Formex lance l’Aria, sa première montre à micro-rotor manufacture
Une nouvelle étape importante pour Formex
Je ne vais pas jouer au connaisseur absolu de Formex. Ce n’est pas une marque que je fréquente de près depuis des années, même si j’ai déjà vu passer plusieurs de ses pièces. En revanche, cette nouvelle Aria Manufacture Chronometer m’a immédiatement intéressé. D’abord parce que c’est une belle montre, tout simplement. Ensuite parce qu’elle arrive avec un vrai argument horloger au centre du jeu : un mouvement manufacture à micro-rotor. Et aujourd’hui, c’est clairement un sujet.
Le marché est saturé de montres correctement dessinées, parfois bien finies, souvent très bavardes en communication.
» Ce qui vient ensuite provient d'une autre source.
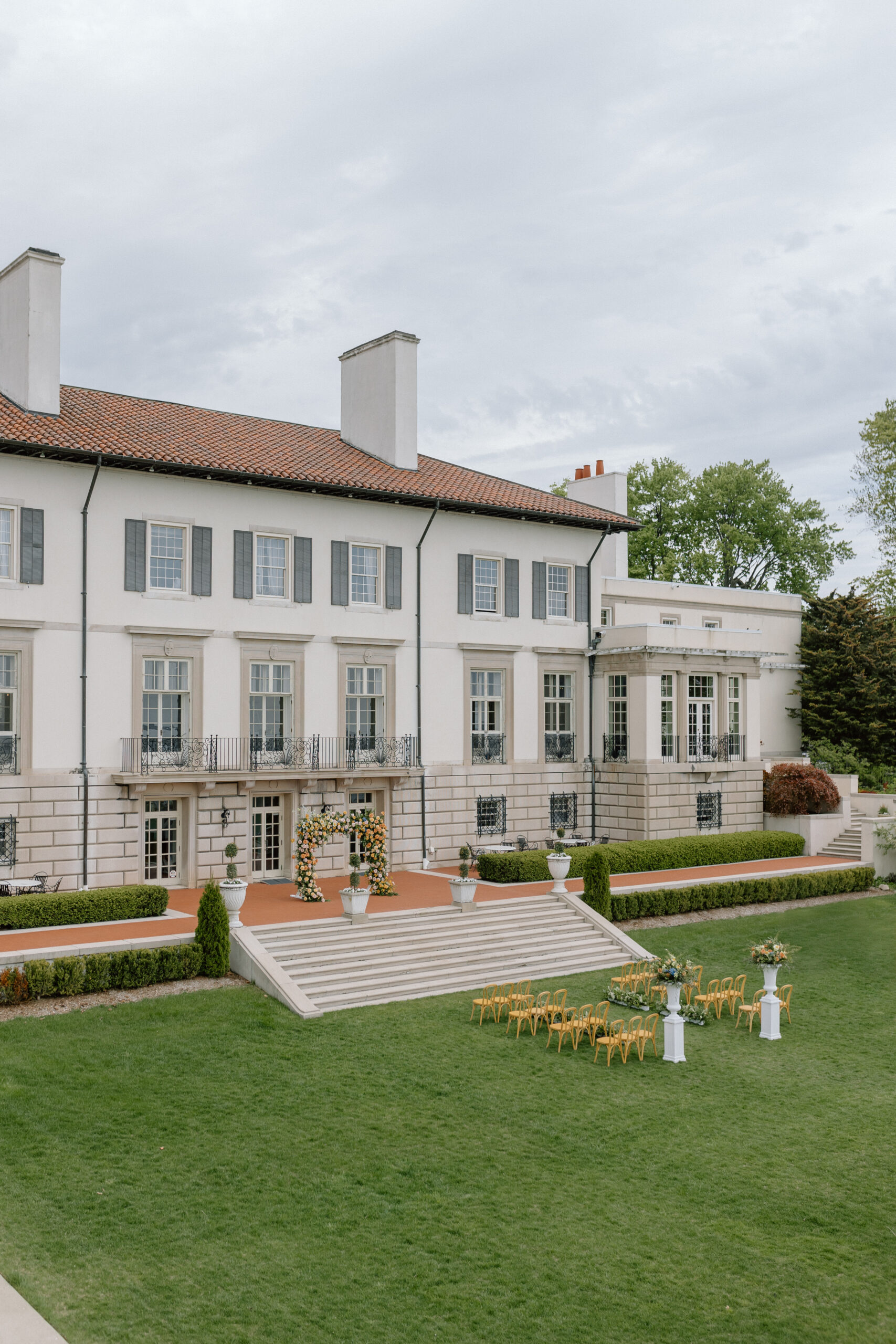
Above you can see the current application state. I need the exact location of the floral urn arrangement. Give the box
[218,840,246,929]
[449,844,477,914]
[750,938,795,1040]
[650,951,697,1065]
[340,854,371,923]
[548,826,570,895]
Mais lorsqu’une marque indépendante arrive avec un produit fin, cohérent, en titane, certifié COSC, animé par un calibre manufacture à micro-rotor, et qu’elle le fait à un niveau de prix encore relativement contenu, cela mérite qu’on s’y arrête sérieusement.
La nouvelle Formex Aria n’est pas intéressante parce qu’elle cherche à faire du bruit. Elle l’est parce qu’elle coche beaucoup de cases importantes à la fois : une vraie proposition mécanique, une exécution soignée, un design intégré convaincant, une belle sensation d’équilibre et, oui, un prix qui reste très bien placé au regard du contenu.

Formex, une marque indépendante suisse qui s’est construite par l’ingénierie
Pour bien situer les choses, il faut rappeler rapidement ce qu’est Formex. La marque a été fondée en 1999 à Bienne et son nom vient de FORMe EXtrême, avec des racines dans l’univers du sport automobile. Sous l’impulsion de Raphaël Granito, qui a repris l’entreprise en 2016, Formex a profondément évolué et gagné en crédibilité auprès d’un public de passionnés attentifs à la technique, au confort et au rapport qualité-prix. La maison s’est notamment fait remarquer par son système breveté de suspension de boîte, ses solutions de bracelets et de boucles interchangeables, ainsi que par son usage intelligent de matériaux modernes.
Ce qui me semble intéressant chez Formex, c’est qu’on sent une marque qui essaie d’apporter quelque chose de concret. Pas seulement un habillage de discours. Pas seulement des mots comme innovation, performance ou design utilisés comme du vernis. Il y a chez elle une culture du produit, de l’usage et de l’optimisation qui ressort assez clairement.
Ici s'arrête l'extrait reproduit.